We were delighted to see the sun shining as we gathered outside the Biltmore Hotel eager to board our two motor coaches on Friday morning. The day out was billed as the ‘Village Mothers Guild and Church Lads Brigade Outing to Newport, Rhode Island’. Although this might have been taken as the cue for some bad behaviour I am pleased to report that no passing cyclists were troubled with flying tomatoes and no top hats were dislodged from Earls all day.

The drive south from Providence took us through some lovely scenes of trees coloured for the fall (or autumn in the olde money, but when in Rome etc). We drove over long elegant bridges to the island and picked up local guides who talked us through a leisurely potter about in the coaches. There was a photo stop at breezy Brenton Point where we gulped in some fresh sea air and I took time out to fall into a muddy puddle.


After an early career as a centre for shipbuilding and trade Newport became the nation’s social capital. During the ‘gilded age’ of the later part of the 1800s, society families commissioned the construction of massive summer ‘cottages’ and ambitious hostesses competed keenly for the most prestigious guests during the season of July, August and the first two weeks of September. This continued until the time of the great depression.


The pretty town of Newport is today the yachting capital of the USA. We had some time there for lunch and shopping before visiting two of the grand houses. At Beechwood, actors set up an amusing scenario treating us as if we were a group of ‘the 400’ (rich and influential types in the 1920s) who had been invited to a charity ball. We were herded through the rooms while receiving snippets of information about our hostess Mrs Astor, given advice about how to behave at the party, sung to in the ballroom and entertained most delightfully by these clever people who stayed in character to respond to questions and comments.

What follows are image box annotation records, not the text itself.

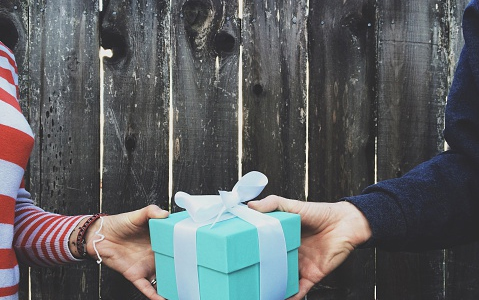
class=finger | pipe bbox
[248,195,281,212]
[129,204,170,225]
[287,278,314,300]
[248,195,304,213]
[133,278,165,300]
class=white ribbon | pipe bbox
[173,171,288,300]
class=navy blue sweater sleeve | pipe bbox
[345,0,479,251]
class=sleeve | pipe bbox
[13,188,85,267]
[0,42,83,268]
[343,0,479,251]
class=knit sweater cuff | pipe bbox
[342,193,407,250]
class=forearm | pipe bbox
[345,152,479,251]
[13,189,85,266]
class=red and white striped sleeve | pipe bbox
[0,42,84,288]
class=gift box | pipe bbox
[150,212,301,300]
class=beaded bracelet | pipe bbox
[77,213,107,258]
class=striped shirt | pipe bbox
[0,42,83,300]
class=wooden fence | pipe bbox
[0,0,479,300]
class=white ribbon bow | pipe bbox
[173,171,288,300]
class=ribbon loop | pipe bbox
[173,171,288,300]
[175,171,268,222]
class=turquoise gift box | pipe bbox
[150,211,301,300]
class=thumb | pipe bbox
[248,195,304,214]
[130,204,170,226]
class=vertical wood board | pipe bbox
[377,0,448,299]
[28,0,100,300]
[242,1,308,200]
[101,0,170,300]
[171,0,241,205]
[308,0,376,299]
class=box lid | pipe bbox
[150,211,301,273]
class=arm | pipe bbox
[248,0,479,300]
[345,0,479,250]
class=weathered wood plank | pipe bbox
[377,0,448,299]
[100,0,170,300]
[0,0,30,299]
[242,0,307,200]
[28,0,100,300]
[171,0,241,204]
[446,0,479,300]
[308,0,376,299]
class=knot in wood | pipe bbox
[0,13,19,50]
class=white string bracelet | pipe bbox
[93,217,105,264]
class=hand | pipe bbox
[85,205,168,300]
[248,196,371,300]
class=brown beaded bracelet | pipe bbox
[77,213,107,258]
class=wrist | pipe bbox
[68,214,105,259]
[339,201,372,248]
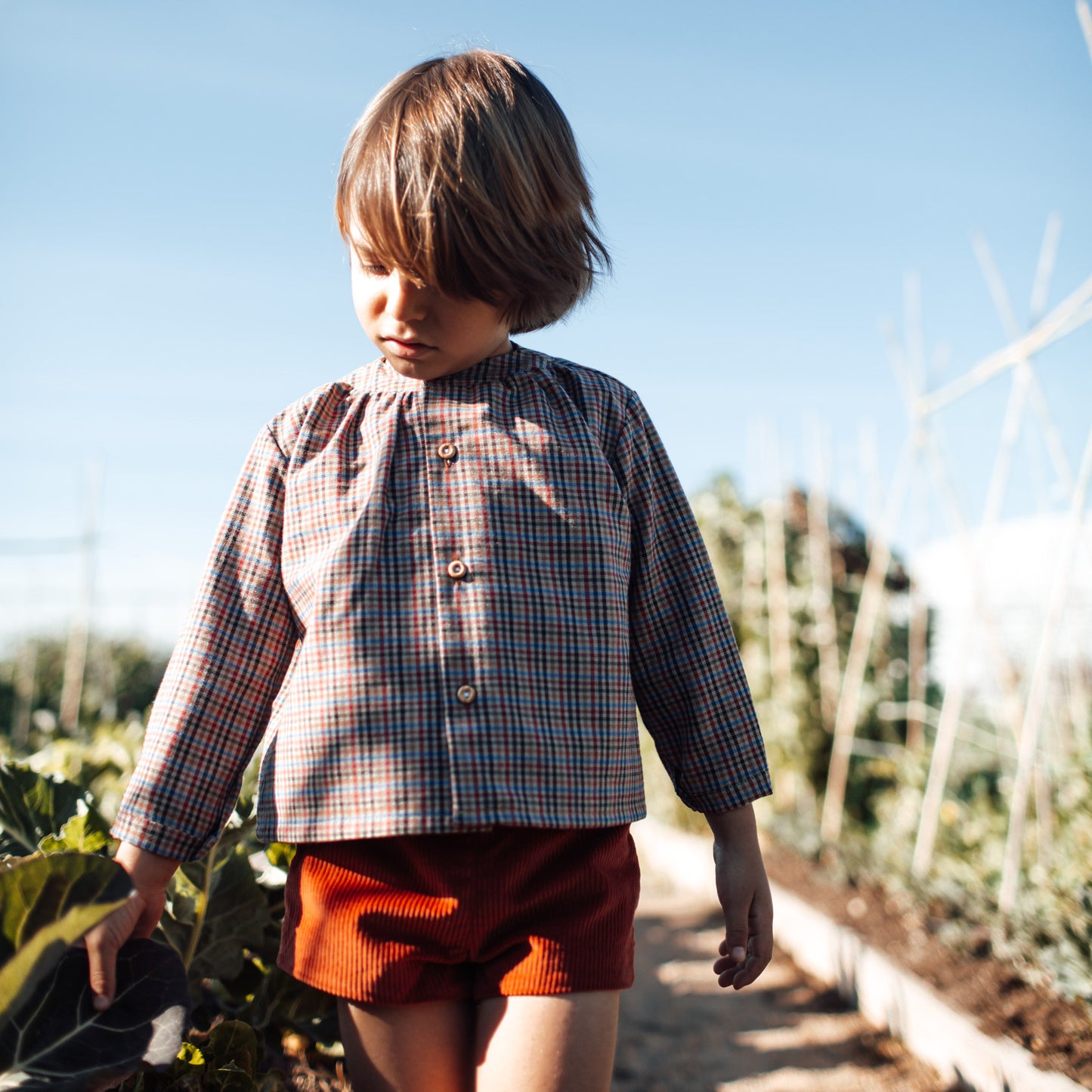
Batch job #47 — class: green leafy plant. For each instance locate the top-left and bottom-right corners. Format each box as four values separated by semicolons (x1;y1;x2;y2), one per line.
0;853;189;1090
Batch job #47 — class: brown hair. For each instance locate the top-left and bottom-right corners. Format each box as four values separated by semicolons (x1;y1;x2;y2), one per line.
336;49;611;333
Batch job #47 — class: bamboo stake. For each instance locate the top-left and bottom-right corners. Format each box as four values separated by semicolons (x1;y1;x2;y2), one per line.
763;422;793;694
763;497;793;704
998;432;1092;914
1077;0;1092;64
11;636;39;747
820;436;918;842
911;228;1060;880
903;274;928;751
1028;212;1062;326
58;466;101;732
922;277;1092;415
808;426;842;732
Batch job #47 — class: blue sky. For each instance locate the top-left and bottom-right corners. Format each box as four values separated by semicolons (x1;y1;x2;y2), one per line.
0;0;1092;641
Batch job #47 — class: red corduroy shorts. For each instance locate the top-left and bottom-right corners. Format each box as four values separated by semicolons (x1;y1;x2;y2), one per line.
277;825;640;1004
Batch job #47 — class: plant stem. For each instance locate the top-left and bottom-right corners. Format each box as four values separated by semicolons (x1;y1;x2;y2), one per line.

There was a touch of sadness in that the original owner of Beechwood, John Jacob Astor I, had gone down with the Titanic. In the kitchen ‘Alice’ prattled amiably about this and that including the zinc tables which keep ice cool and which were popular for ‘gentlemen to rest their heads on in the morning‘ (useful tip for when you design your next kitchen).


Before returning to Providence we visited the biggest and best of the summer cottages. The Breakers was built by Cornelius Vanderbilt II. It has 70 rooms and looks like an Italian palazzo. Inside there is Italian marble, gold leaf, painted ceilings, sweeping staircases, stained glass by La Thage, ornate furnishings and drapery, Cippolino marble mosaics and Baccarat crystal chandeliers. We stared about us open-mouthed with wonder and there were gasps of delight when we walked out to a huge and beautiful loggia on the upper floor with a panoramic sea view.


I was uncomfortable to discover that the mud which I had got onto my trousers and shoes earlier in the day had dried and was starting to drop off. Something told me that Mrs Vanderbilt would not have approved. Ah well it was nice to dream that we were part of the elegant set for a day!